Visa rules out collecting GST on online purchases for Government as Bras N Thing warns of more retail job losses

Visa has ruled itself out of collecting GST for the Government on online purchases made by Australians, saying the accurate technology to do so does not exist, and agreeing to the request would leave the card giant vulnerable to reputational and legal risk.

Visa has told the Productivity Commission that were it asked to collect the tax on goods purchased from outside of Australia and pass that money onto the Government, the amount collected would “frequently be incorrect”.

“While we obviously cannot comment on the position of other financial intermediaries, in short, Visa is of the view that we could not perform this function,” Visa head of public affairs Australia, New Zealand and South Pacific, Adam Wand told the PC, adding that Visa does not perform this role for any other jurisdiction.
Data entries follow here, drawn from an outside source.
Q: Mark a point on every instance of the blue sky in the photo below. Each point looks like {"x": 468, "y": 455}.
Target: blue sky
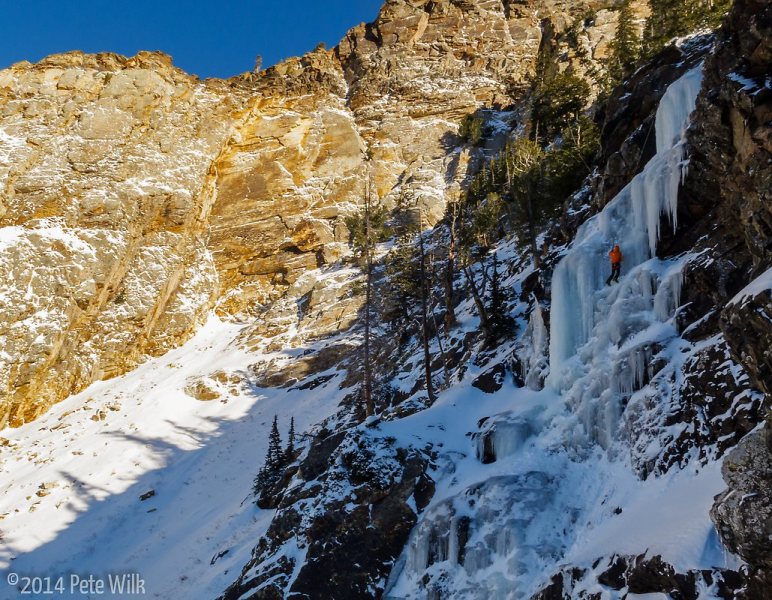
{"x": 210, "y": 39}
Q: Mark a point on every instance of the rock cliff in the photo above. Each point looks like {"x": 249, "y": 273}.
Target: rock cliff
{"x": 134, "y": 197}
{"x": 135, "y": 200}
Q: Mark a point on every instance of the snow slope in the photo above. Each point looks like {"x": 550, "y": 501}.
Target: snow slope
{"x": 199, "y": 458}
{"x": 564, "y": 487}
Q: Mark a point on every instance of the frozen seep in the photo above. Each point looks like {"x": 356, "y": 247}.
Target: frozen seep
{"x": 480, "y": 545}
{"x": 535, "y": 360}
{"x": 499, "y": 538}
{"x": 602, "y": 338}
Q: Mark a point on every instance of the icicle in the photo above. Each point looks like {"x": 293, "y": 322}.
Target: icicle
{"x": 632, "y": 220}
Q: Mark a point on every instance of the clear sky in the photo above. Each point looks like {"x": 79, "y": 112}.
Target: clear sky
{"x": 208, "y": 38}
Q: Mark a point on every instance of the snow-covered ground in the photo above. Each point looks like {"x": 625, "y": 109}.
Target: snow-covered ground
{"x": 199, "y": 457}
{"x": 563, "y": 488}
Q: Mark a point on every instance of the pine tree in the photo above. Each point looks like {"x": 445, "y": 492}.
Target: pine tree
{"x": 626, "y": 47}
{"x": 499, "y": 320}
{"x": 274, "y": 460}
{"x": 524, "y": 174}
{"x": 368, "y": 228}
{"x": 556, "y": 102}
{"x": 411, "y": 280}
{"x": 289, "y": 453}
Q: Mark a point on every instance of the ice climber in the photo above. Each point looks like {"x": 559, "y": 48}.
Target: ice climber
{"x": 616, "y": 265}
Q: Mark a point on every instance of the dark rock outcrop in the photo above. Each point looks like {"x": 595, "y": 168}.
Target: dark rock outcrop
{"x": 644, "y": 574}
{"x": 351, "y": 502}
{"x": 743, "y": 513}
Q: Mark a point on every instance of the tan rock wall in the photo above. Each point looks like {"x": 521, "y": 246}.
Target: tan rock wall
{"x": 134, "y": 197}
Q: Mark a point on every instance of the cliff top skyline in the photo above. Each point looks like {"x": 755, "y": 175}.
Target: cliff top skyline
{"x": 219, "y": 42}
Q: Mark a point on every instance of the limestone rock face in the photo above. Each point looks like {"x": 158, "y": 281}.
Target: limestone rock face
{"x": 134, "y": 197}
{"x": 105, "y": 190}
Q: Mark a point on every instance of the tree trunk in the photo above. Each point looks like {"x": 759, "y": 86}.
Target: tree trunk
{"x": 368, "y": 385}
{"x": 425, "y": 321}
{"x": 532, "y": 224}
{"x": 450, "y": 273}
{"x": 484, "y": 321}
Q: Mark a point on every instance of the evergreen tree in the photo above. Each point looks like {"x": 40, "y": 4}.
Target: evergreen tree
{"x": 368, "y": 228}
{"x": 557, "y": 102}
{"x": 471, "y": 129}
{"x": 411, "y": 280}
{"x": 524, "y": 174}
{"x": 626, "y": 47}
{"x": 274, "y": 460}
{"x": 289, "y": 452}
{"x": 500, "y": 323}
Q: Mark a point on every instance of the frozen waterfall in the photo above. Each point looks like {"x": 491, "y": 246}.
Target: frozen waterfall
{"x": 540, "y": 495}
{"x": 582, "y": 308}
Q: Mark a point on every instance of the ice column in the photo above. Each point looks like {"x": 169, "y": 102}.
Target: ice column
{"x": 632, "y": 220}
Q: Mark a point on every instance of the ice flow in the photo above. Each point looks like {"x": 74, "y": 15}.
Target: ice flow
{"x": 632, "y": 219}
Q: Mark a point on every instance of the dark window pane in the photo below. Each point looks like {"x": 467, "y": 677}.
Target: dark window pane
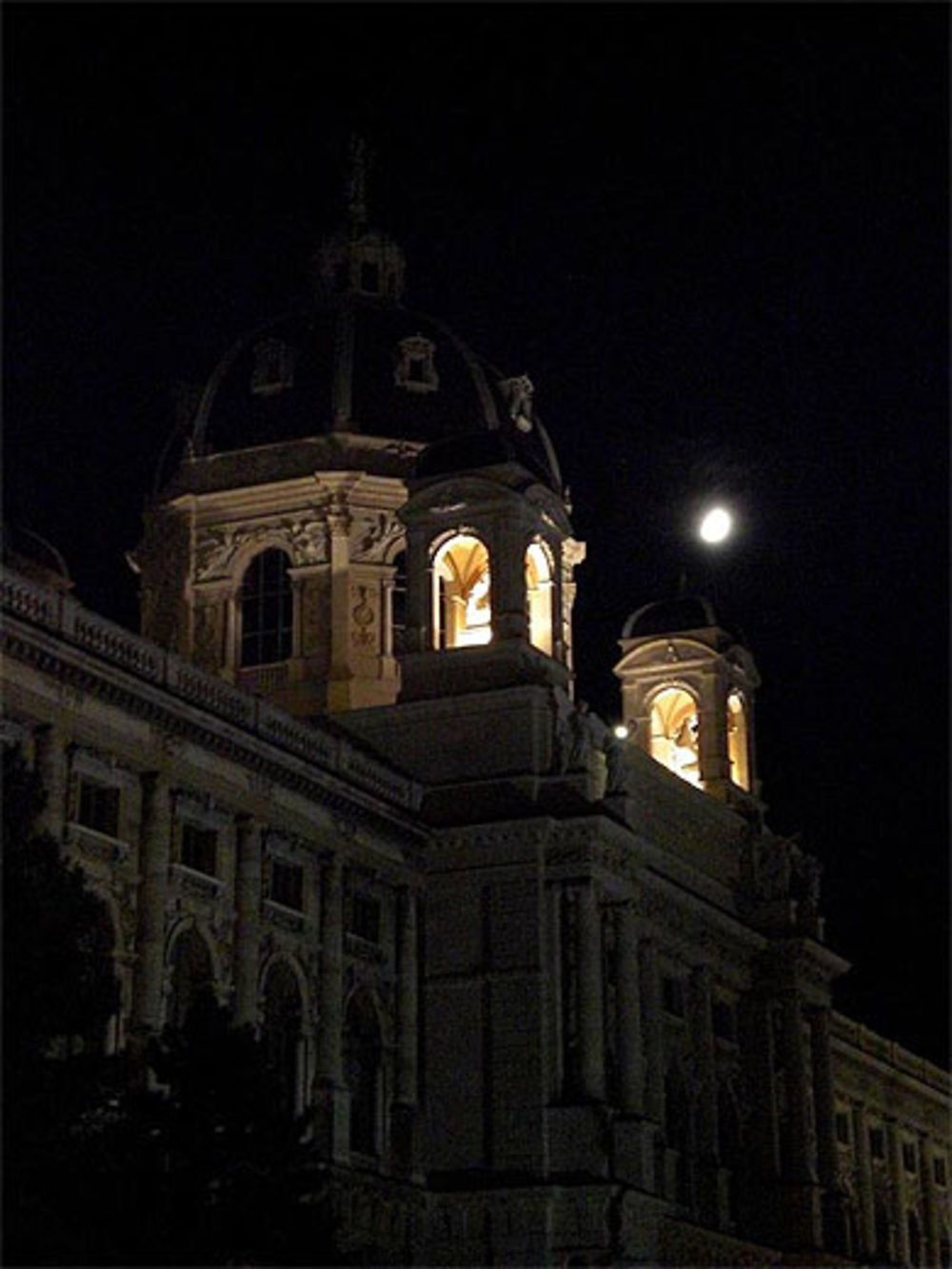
{"x": 288, "y": 884}
{"x": 267, "y": 609}
{"x": 99, "y": 807}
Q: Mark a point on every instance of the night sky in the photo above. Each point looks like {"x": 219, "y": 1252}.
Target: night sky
{"x": 716, "y": 240}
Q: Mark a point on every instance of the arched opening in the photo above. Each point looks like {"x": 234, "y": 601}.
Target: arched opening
{"x": 674, "y": 734}
{"x": 463, "y": 609}
{"x": 540, "y": 594}
{"x": 192, "y": 979}
{"x": 267, "y": 609}
{"x": 282, "y": 1037}
{"x": 916, "y": 1239}
{"x": 738, "y": 747}
{"x": 362, "y": 1054}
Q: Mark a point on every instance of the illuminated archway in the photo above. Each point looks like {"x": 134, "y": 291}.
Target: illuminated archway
{"x": 674, "y": 734}
{"x": 463, "y": 609}
{"x": 540, "y": 593}
{"x": 738, "y": 747}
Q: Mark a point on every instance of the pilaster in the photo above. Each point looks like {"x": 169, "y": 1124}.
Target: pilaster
{"x": 248, "y": 932}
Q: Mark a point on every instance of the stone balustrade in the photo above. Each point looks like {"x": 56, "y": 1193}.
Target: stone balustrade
{"x": 40, "y": 605}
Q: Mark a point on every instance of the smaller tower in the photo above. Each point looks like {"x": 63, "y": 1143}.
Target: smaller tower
{"x": 688, "y": 697}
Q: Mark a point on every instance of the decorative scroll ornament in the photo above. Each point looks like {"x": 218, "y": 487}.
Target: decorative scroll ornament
{"x": 216, "y": 548}
{"x": 375, "y": 536}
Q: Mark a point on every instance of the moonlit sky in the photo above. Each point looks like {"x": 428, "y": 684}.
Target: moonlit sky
{"x": 715, "y": 239}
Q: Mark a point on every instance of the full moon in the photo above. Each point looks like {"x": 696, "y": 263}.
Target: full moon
{"x": 716, "y": 525}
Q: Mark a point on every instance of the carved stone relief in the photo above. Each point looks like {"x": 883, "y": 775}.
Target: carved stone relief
{"x": 216, "y": 547}
{"x": 364, "y": 618}
{"x": 373, "y": 537}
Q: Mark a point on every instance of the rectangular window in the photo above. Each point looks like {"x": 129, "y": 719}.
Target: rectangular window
{"x": 725, "y": 1025}
{"x": 365, "y": 918}
{"x": 200, "y": 848}
{"x": 99, "y": 807}
{"x": 288, "y": 886}
{"x": 673, "y": 997}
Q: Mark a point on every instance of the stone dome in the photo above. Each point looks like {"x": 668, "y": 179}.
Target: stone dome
{"x": 670, "y": 617}
{"x": 358, "y": 363}
{"x": 354, "y": 381}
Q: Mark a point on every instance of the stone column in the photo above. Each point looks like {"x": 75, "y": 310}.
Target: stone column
{"x": 508, "y": 583}
{"x": 52, "y": 772}
{"x": 894, "y": 1149}
{"x": 758, "y": 1044}
{"x": 592, "y": 1040}
{"x": 387, "y": 616}
{"x": 867, "y": 1214}
{"x": 331, "y": 1021}
{"x": 704, "y": 1050}
{"x": 419, "y": 595}
{"x": 704, "y": 1047}
{"x": 404, "y": 1117}
{"x": 824, "y": 1103}
{"x": 330, "y": 1100}
{"x": 651, "y": 1032}
{"x": 248, "y": 928}
{"x": 628, "y": 995}
{"x": 798, "y": 1162}
{"x": 931, "y": 1219}
{"x": 154, "y": 856}
{"x": 407, "y": 1089}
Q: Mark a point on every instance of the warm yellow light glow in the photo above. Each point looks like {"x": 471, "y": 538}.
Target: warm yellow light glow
{"x": 463, "y": 609}
{"x": 738, "y": 747}
{"x": 539, "y": 597}
{"x": 674, "y": 734}
{"x": 716, "y": 525}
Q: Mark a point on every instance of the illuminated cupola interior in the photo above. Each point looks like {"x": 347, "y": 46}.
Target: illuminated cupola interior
{"x": 490, "y": 560}
{"x": 688, "y": 696}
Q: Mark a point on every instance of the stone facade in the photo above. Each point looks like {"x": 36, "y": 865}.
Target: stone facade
{"x": 543, "y": 995}
{"x": 605, "y": 1051}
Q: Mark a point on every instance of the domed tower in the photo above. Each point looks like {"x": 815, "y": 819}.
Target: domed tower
{"x": 688, "y": 696}
{"x": 273, "y": 555}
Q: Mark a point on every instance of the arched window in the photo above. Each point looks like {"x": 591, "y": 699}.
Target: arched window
{"x": 282, "y": 1037}
{"x": 190, "y": 978}
{"x": 463, "y": 610}
{"x": 674, "y": 734}
{"x": 738, "y": 747}
{"x": 729, "y": 1149}
{"x": 540, "y": 594}
{"x": 267, "y": 609}
{"x": 362, "y": 1051}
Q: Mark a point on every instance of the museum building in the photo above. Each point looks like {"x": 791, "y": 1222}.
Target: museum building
{"x": 543, "y": 995}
“The core reason for our inability to perform such a function is that no technical data solution exists to deliver the suggested collection outcome.”

“It is important to also note that no Visa-controlled steps exist that would change this situation.”

By way of example, Wand says for a $122.50 purchase by an Australian from an online trader based in Germany, it is “not possible to extrapolate that the imposition of a 10% GST levy would require the transaction to be increased by $12.25, as the original amount of $122.50 will almost certainly have been made up of goods, some of which may have been and some of which may not have been subject to GST.”

“In addition, the total transaction amount would include payments of local taxes and charges, shipping costs, any local credit or debit card usage surcharges, dynamic currency conversion fees and exchange rate costs, among many other things,” Wand writes.

He adds that with Visa cards being accepted in more than 200 different jurisdictions, “the quality of the merchant and acquirer entered data across many of these jurisdictions varies widely in terms of content and accuracy” so the technical data upon which it would attempt to collect any additional charges would not be relied upon to be “complete or accurate”.

Wand adds that Visa was “deeply concerned about the litigation risk that could arise should an importation GST collection function be imposed upon us.”

“Should we be requested or required to do so regardless of this stated fact, it is almost certain that the GST amounts collected would frequently be incorrect.”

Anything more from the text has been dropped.